基于决策树和贝叶斯算法的垃圾网页检测的研究和实现

发布时间：2019-02-09 14:40

【摘要】：互联网时代，搜索引擎面临着巨大的压力，不仅由于每天新增的网页以数以万计的速度在增长，而且还因为许多网站经营者通过各种非法手段骗取搜索引擎的高排名。如何能够从浩瀚的网络海洋中获取准确的信息，过滤不健康、非法以及无用的信息成为当下互联网研究的又一个热点。目前研究的重点主要集中于过滤无用的信息，而没有考虑到其中混杂的许多不健康及非法的网页。因此结合决策树和贝叶斯算法的文本分类优势，找出一种既能排除单纯骗取高排名的网页，又能过滤传播不健康和非法信息的网页的智能算法成为时事所需。

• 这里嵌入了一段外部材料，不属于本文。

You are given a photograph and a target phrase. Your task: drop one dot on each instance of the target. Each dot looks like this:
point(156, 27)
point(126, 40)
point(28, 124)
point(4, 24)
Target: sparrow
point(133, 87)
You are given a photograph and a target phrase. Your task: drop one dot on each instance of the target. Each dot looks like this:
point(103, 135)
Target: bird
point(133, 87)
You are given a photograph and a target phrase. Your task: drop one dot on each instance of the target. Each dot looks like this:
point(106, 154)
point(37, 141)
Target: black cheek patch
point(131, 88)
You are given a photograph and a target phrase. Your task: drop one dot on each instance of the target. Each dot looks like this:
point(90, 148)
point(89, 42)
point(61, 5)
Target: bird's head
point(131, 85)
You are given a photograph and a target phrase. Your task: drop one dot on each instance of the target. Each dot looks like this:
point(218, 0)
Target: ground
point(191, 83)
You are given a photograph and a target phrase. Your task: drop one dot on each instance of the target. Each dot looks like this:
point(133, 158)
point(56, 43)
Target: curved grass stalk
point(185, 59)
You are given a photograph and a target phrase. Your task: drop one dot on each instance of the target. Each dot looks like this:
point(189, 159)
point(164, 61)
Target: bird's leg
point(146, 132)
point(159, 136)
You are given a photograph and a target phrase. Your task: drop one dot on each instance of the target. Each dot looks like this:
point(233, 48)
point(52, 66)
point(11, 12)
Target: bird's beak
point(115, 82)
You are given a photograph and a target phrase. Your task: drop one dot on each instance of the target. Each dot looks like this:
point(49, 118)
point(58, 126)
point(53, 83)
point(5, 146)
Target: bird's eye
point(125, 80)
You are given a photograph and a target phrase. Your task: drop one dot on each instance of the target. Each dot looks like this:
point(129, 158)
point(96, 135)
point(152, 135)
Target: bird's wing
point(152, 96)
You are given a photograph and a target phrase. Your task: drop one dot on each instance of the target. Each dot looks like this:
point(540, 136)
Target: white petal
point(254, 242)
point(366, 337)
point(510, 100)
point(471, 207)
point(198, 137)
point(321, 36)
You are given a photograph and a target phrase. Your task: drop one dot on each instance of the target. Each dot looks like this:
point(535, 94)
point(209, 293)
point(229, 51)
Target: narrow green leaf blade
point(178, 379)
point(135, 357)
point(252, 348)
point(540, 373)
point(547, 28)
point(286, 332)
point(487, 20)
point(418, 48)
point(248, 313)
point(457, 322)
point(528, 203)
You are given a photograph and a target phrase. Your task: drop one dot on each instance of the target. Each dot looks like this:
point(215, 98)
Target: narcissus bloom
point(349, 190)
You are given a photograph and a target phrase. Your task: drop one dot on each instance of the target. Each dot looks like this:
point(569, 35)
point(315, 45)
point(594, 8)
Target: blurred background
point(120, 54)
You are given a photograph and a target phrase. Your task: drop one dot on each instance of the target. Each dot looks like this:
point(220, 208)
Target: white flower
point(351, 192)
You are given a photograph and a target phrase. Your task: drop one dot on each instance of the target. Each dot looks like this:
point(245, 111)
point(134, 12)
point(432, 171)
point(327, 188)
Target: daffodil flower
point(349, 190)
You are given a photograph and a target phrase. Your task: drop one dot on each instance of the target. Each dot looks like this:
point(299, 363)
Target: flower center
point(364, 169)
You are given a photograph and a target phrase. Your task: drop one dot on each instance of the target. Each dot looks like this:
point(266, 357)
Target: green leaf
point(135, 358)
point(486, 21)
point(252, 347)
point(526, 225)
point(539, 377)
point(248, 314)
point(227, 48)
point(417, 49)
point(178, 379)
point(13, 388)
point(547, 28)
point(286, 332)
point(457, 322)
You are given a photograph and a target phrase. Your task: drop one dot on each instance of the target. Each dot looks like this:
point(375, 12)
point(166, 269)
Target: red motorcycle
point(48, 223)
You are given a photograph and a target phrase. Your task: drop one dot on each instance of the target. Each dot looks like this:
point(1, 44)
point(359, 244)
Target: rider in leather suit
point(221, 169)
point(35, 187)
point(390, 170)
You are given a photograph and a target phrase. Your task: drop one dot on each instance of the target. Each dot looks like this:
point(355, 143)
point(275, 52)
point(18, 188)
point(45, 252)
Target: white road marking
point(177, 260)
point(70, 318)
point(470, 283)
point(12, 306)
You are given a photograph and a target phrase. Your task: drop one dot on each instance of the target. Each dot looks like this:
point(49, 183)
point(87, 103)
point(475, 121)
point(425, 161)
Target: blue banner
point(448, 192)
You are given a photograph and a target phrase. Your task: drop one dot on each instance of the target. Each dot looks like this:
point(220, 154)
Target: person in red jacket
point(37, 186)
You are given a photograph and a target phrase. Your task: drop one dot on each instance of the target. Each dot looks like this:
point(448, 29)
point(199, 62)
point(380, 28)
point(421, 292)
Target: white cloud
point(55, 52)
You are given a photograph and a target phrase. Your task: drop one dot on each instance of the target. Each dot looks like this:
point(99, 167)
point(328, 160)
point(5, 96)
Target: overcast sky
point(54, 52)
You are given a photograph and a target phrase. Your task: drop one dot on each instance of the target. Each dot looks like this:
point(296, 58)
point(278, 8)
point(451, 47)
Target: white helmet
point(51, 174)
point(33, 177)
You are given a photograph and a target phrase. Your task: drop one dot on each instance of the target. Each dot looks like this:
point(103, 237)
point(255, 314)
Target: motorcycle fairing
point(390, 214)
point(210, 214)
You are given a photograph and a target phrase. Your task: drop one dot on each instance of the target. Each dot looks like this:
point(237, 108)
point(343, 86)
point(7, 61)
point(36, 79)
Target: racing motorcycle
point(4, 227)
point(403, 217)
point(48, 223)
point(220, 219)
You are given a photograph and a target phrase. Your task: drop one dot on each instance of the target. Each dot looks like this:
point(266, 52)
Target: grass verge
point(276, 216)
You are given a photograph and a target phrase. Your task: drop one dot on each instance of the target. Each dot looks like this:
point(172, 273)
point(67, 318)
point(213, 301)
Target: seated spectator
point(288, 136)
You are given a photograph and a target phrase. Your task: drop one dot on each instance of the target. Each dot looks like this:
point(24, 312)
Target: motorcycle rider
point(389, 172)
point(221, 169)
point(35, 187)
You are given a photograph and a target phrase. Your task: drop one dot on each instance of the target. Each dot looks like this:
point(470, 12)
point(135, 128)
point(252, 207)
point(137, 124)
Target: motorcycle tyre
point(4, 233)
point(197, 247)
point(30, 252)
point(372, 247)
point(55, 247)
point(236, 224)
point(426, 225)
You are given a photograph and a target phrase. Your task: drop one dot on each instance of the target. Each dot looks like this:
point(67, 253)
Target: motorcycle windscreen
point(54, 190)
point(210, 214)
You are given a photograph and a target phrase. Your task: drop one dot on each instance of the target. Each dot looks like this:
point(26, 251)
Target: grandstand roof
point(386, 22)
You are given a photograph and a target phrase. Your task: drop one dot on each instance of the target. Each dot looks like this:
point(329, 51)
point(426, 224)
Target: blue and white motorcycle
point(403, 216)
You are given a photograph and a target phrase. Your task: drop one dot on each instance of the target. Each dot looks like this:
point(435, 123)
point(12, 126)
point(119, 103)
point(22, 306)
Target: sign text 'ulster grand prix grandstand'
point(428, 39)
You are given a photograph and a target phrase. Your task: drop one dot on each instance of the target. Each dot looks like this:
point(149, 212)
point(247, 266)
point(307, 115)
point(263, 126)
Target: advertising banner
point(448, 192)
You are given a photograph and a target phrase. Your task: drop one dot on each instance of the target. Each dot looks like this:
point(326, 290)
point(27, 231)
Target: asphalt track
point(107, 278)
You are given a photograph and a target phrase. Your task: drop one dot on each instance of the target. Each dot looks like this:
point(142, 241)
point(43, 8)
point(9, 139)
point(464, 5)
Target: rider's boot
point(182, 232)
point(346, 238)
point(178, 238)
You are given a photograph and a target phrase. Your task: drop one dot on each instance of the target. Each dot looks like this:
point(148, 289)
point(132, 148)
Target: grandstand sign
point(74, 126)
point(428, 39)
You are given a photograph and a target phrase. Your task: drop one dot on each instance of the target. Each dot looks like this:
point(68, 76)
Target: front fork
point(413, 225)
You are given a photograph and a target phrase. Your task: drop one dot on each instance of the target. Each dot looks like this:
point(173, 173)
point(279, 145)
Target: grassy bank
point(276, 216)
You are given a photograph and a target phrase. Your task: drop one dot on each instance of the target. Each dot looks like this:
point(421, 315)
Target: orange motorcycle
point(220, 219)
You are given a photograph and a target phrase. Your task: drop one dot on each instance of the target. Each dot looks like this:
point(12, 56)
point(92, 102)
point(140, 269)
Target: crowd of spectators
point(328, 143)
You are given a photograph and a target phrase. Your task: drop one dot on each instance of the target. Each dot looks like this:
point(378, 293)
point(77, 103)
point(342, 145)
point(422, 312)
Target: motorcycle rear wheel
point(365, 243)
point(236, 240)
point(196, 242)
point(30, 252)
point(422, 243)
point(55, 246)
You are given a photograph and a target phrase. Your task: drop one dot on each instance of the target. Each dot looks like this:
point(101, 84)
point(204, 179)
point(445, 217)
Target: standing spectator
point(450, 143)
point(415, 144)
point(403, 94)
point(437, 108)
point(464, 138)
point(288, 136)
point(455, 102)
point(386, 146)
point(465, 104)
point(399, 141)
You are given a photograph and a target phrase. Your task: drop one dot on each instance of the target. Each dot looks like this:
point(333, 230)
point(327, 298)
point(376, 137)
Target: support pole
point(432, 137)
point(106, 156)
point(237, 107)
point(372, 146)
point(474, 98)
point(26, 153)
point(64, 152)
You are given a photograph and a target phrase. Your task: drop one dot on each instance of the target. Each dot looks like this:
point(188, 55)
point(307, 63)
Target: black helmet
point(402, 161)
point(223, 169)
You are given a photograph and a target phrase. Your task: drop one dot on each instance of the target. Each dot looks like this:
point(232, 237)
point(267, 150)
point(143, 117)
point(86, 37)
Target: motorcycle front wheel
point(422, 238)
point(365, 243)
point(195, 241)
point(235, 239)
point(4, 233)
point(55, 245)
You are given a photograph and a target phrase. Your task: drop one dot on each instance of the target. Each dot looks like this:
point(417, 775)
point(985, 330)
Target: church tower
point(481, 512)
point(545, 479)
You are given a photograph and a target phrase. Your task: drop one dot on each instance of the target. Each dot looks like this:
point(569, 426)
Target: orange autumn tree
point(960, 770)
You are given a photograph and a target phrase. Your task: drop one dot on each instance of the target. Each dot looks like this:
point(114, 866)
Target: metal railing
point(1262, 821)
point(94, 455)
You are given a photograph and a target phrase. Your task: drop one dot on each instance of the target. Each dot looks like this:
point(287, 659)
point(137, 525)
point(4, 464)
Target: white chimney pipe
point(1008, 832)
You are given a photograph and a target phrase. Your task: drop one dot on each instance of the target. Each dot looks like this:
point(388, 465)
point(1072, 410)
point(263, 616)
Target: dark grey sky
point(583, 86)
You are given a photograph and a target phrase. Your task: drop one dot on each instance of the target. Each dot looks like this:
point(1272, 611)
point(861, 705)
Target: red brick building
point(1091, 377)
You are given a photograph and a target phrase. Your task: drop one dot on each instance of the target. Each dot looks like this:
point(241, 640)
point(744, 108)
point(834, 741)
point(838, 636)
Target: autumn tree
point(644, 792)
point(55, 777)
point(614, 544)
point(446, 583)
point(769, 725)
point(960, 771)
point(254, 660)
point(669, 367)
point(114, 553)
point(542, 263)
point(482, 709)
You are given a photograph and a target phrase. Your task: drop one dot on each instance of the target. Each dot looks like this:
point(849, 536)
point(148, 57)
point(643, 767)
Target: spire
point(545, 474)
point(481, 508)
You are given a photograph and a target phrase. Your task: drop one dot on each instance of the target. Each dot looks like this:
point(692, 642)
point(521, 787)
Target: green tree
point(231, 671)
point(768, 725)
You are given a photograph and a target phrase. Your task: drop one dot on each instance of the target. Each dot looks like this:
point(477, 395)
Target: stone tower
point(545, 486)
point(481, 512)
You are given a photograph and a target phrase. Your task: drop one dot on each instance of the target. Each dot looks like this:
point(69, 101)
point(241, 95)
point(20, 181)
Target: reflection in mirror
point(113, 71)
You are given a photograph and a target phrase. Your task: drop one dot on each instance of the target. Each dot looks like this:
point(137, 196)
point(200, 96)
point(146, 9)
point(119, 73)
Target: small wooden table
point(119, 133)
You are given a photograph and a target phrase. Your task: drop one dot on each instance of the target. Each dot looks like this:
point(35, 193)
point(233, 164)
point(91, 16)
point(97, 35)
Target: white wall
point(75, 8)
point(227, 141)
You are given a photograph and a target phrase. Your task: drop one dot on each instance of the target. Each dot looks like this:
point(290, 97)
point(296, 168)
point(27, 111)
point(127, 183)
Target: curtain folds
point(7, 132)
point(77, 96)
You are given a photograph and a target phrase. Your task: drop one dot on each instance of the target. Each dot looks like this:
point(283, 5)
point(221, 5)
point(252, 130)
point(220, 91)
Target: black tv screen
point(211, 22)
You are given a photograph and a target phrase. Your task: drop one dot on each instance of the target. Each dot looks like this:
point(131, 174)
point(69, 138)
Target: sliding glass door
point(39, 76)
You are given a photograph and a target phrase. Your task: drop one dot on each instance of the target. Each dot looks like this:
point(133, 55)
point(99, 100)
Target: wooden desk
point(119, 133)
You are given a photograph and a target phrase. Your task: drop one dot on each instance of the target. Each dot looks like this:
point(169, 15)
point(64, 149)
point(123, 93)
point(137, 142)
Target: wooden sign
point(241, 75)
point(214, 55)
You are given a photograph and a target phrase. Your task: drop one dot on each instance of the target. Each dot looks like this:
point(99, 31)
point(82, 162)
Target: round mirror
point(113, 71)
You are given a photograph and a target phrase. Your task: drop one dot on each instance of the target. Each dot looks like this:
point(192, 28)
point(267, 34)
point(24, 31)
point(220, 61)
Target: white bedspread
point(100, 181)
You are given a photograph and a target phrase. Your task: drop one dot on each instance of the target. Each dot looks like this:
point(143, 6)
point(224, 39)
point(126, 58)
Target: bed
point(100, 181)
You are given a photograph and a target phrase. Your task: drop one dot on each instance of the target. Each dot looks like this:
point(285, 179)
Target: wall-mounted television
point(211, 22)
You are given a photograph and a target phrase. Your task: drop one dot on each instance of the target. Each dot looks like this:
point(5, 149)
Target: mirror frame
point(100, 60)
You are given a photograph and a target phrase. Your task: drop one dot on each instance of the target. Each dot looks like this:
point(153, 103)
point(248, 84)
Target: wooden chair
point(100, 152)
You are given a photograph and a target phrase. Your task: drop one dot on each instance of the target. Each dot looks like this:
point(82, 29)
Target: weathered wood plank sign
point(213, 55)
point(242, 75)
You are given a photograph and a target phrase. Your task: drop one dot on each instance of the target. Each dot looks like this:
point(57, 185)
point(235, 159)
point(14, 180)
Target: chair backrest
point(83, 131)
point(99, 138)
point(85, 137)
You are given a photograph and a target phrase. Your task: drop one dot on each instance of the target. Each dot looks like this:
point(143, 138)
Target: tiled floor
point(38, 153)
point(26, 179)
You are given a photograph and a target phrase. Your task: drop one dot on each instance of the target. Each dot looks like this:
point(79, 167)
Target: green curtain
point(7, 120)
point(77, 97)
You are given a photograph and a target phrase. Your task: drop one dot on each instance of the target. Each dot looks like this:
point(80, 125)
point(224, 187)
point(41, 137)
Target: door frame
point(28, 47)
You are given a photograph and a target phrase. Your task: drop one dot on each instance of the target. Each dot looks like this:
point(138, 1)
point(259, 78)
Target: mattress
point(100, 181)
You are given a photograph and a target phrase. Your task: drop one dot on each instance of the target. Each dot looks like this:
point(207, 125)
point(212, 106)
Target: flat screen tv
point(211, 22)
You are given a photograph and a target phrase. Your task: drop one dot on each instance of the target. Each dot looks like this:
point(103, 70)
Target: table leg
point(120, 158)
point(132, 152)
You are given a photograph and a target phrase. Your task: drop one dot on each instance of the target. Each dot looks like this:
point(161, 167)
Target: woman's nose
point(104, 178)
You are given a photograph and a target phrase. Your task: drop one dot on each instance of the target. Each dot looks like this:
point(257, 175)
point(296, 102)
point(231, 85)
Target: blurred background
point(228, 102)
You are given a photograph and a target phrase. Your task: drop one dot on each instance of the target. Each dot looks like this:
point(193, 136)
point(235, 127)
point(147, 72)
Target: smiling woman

基于以上考虑，本文首先定义了两种垃圾网页，一种是通过一些作弊手段，提升其在搜索引擎索引结果中的排名权重，造成搜索引擎索引结果准确率下降，严重影响搜索引擎的正常使用，这部分网页称之为搜索引擎垃圾网页；另一种是网页中所表达的文本信息是违反道德、法律和文化的垃圾信息，这样的信息可能对社会产生严重的负面影响，这种网页称之为不良信息垃圾网页。无论站在自身或是整个社会的角度，检测并过滤这两种垃圾网页都是搜索引擎现阶段一个重要的任务。通过对垃圾网页检测算法研究现状的分析，本文结合决策树算法(ID3)和贝叶斯算法来对这两种垃圾网页进行过滤。之所以结合使用两种算法，是因为通过实验分析发现，ID3算法虽然对搜索引擎垃圾网页的检测精度非常高，但是却很难捕获到一些与正常网页特征无异的不良信息垃圾网页，使用贝叶斯算法正好可以弥补ID3算法在这方面的不足，这主要是因为朴素贝叶斯分类器对基于内容的文本有很高的分类精度。ID3是一种基于信息增益的分类算法，本身存在许多缺陷和不足，本文针对垃圾网页的特点，提出了一种改进的ID3算法，实验结果显示，新的改进算法不仅提高了分类的准确率，同时也有效降低了特征空间的维数(剪去了许多不必要的分枝，使算法的执行效率更高)。本文还对朴素贝叶斯分类器在垃圾网页检测问题上的基本策略做了许多细节性的改进，并提出了一种基于χ2统计的ASN算法(ASN是属性选择的朴素贝叶斯分类器的缩写)，，通过实验结果分析，分类效果非常好，检漏率基本控制在8%以内。为了验证结合两种算法的可行性，本文还实现了一个检测系统，该系统对单一类垃圾网页的检测精度达到(72±1.5)%，对于两种垃圾网页的同时检测精度达到(75±0.85)%，对两种垃圾网页的同时检测精度相比目前正在使用的过滤器提升效果非常明显。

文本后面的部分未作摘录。